The mechanism described here is structurally different. There is one admissibility evaluator. All populations enter it through the same observation interface. The fidelity tier is a declared field on the observation, not a separate code path. Cross-tier corroboration is an explicit operation on tier-tagged contributions rather than an emergent behavior of independently-tuned subsystems. Boundary cases are first-class: an agent that gains or loses cooperative emission moves up or down the tier ladder under explicit policy, rather than being silently re-routed between subsystems.
Prior weighted-fusion approaches mix sensor inputs with confidence weights but do not separate fidelity (the structural quality of the source) from confidence (the instantaneous noise estimate). Conflating the two prevents the system from down-weighting an inferred attribution structurally even when its instantaneous noise is low. Tier-tagging keeps fidelity and confidence orthogonal so that policy can constrain action selection on fidelity independently of confidence.
Disclosure Scope
The disclosure covers the mechanism of resolving operator intent at one of N declared fidelity tiers under coarse-to-fine progression, with promotion gated on capability, evidence, and governance, and with cross-tier fusion through a composite admissibility evaluator that consumes tier-tagged credentialed observations.
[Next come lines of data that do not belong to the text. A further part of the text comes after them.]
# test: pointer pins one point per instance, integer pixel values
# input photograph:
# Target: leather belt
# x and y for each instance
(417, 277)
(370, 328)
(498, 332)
Embodiments described include three-tier reference deployments and parameterized N-tier variants in connected-vehicle, drone-swarm, defense, human-robot, and industrial settings.
The disclosure scope includes: the tier ladder itself; the per-entity tier selector; the gated-promotion policy combining capability, evidence, and credential checks; the cross-tier fusion in the composite admissibility evaluator; the orthogonal treatment of fidelity and confidence; the tier-tagged credentialed observation as the unifying interface; and the policy-bound nature of tier weights and promotion thresholds. The mechanism is part of the broader Cognition Patent and is intended to be claimed in coordination with related operator-intent intake mechanisms disclosed in this and companion filings.